En gravila, no solo suministramos el hardware, sino que guiamos al cliente en el proceso de cumplimiento normativo. Es vital entender que el derecho a la seguridad propia termina donde empieza la privacidad ajena. Por ello, nuestras cámaras permiten configurar «zonas de privacidad», áreas negras digitales que el sensor ignora para no captar la ventana del vecino o la acera pública.
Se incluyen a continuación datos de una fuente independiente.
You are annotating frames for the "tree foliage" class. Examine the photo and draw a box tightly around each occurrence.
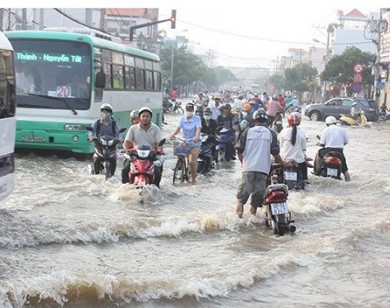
[284,63,318,92]
[321,46,375,87]
[160,45,237,88]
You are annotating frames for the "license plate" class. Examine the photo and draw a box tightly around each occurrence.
[326,168,339,176]
[22,136,45,142]
[271,202,288,215]
[284,171,298,181]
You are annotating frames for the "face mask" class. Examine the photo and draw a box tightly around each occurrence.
[100,110,110,119]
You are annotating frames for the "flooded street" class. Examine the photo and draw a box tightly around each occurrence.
[0,111,390,307]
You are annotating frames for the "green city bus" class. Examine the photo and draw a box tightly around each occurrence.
[5,31,162,154]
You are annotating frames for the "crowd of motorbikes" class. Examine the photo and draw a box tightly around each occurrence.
[86,91,364,235]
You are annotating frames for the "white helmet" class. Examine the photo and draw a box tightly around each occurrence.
[138,107,153,117]
[100,103,113,113]
[130,109,139,119]
[325,116,337,125]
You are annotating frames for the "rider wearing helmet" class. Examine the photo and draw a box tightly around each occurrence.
[351,102,359,121]
[278,112,308,182]
[236,109,284,218]
[169,103,202,184]
[130,109,139,125]
[314,116,351,182]
[201,107,218,136]
[122,107,165,188]
[88,103,119,175]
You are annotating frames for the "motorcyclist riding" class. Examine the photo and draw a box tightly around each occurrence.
[88,103,119,175]
[278,112,308,182]
[122,107,165,187]
[314,116,351,182]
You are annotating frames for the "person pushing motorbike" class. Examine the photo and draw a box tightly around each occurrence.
[314,116,351,182]
[236,109,284,218]
[88,103,119,175]
[122,107,165,188]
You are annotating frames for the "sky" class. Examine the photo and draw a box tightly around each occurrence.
[8,0,390,67]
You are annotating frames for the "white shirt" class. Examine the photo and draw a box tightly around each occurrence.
[320,124,348,149]
[233,98,242,110]
[278,127,306,164]
[242,126,272,174]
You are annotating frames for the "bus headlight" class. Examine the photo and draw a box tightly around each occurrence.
[65,124,84,130]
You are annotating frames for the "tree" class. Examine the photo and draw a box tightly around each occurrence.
[269,74,286,92]
[284,63,318,92]
[160,45,237,88]
[320,46,375,95]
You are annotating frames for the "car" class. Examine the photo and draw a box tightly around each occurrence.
[304,97,379,122]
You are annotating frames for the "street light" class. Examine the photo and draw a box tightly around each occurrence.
[171,29,188,89]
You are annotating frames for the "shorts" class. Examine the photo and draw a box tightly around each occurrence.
[318,148,348,173]
[237,171,268,207]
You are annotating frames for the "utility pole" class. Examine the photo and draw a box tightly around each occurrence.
[0,9,4,32]
[370,9,388,106]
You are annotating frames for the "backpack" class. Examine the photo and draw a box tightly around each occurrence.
[96,119,116,136]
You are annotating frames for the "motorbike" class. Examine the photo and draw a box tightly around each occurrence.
[263,163,296,236]
[313,135,342,180]
[283,161,305,190]
[124,138,166,189]
[197,133,216,174]
[379,111,390,122]
[163,97,173,114]
[215,127,233,163]
[85,126,126,180]
[272,111,283,133]
[339,110,367,126]
[168,99,184,114]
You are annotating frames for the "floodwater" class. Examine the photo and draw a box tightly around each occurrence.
[0,109,390,307]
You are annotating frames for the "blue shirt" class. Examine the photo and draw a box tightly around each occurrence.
[178,114,202,147]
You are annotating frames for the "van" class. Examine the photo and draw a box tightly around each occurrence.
[251,83,260,94]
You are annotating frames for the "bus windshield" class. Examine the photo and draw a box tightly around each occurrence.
[11,39,91,110]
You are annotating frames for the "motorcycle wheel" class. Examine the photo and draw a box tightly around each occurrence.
[275,216,286,236]
[172,158,188,184]
[104,161,112,180]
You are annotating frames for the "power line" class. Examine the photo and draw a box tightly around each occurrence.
[53,8,111,35]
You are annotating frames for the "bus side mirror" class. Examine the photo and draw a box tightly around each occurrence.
[95,72,106,88]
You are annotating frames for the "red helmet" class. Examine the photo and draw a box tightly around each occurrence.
[287,112,301,126]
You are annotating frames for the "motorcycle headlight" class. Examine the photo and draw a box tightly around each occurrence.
[130,164,138,173]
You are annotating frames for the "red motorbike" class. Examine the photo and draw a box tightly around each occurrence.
[124,139,165,189]
[263,163,296,235]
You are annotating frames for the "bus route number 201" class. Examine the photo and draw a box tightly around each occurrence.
[57,86,72,97]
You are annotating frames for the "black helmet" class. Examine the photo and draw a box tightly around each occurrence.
[203,107,212,115]
[252,109,268,122]
[186,103,195,109]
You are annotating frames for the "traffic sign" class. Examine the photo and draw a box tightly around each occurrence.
[376,81,385,89]
[353,63,363,73]
[352,82,363,93]
[353,73,363,83]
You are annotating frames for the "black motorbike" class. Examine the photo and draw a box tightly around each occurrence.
[86,127,126,180]
[163,98,184,114]
[313,135,342,180]
[283,161,305,190]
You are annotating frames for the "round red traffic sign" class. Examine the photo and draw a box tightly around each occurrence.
[353,63,363,73]
[352,82,363,93]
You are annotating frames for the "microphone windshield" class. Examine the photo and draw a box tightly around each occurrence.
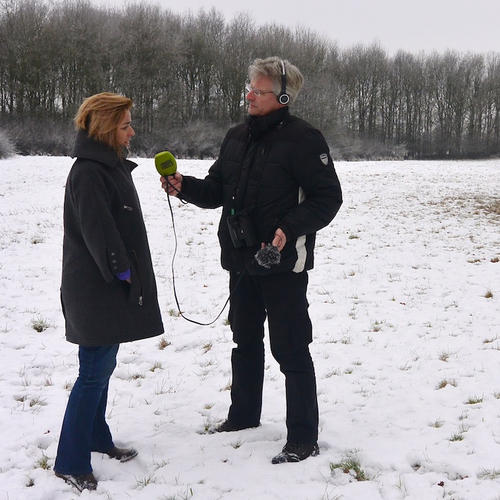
[155,151,177,177]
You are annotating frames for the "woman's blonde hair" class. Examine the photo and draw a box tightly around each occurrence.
[74,92,132,157]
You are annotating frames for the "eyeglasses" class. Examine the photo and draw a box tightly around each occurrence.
[245,84,274,97]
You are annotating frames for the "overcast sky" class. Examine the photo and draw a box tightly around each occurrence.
[93,0,500,54]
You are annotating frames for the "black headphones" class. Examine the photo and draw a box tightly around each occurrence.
[277,61,290,105]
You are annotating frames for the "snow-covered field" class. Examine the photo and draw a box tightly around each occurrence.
[0,157,500,500]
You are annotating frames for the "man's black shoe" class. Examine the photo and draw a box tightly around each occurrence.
[103,446,137,462]
[210,420,260,434]
[272,443,319,464]
[56,472,97,492]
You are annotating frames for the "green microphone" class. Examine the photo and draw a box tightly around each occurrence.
[155,151,177,177]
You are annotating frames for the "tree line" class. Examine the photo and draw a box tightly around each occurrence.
[0,0,500,159]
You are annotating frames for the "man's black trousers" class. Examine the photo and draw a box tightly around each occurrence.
[228,272,319,444]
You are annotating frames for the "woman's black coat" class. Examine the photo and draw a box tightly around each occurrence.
[61,131,164,346]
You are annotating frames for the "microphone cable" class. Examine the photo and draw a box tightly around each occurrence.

La ética en la vigilancia es lo que convierte una herramienta de control en un sistema de confianza comunitaria. Si tiene dudas sobre dónde puede legalmente apuntar su cámara, escríbanos a mail@gravila.store.
Pasos fundamentales para una instalación legal:
- Cartelería Informativa: Colocación visible de avisos que indiquen quién es el responsable del tratamiento de los datos.
- Limitación de Espacio: Ajustar el encuadre para captar únicamente la propiedad privada del usuario.
- Acceso Restringido: El acceso a las imágenes debe estar protegido por contraseñas fuertes y solo para personas autorizadas.
- Borrado Automático: Las grabaciones no deben conservarse más allá de los treinta días legales, salvo en caso de incidente.

«La verdadera seguridad es aquella que protege sus bienes sin vulnerar los derechos de los demás. En gravila, la legalidad es parte del diseño técnico.» — Izan Ledesma.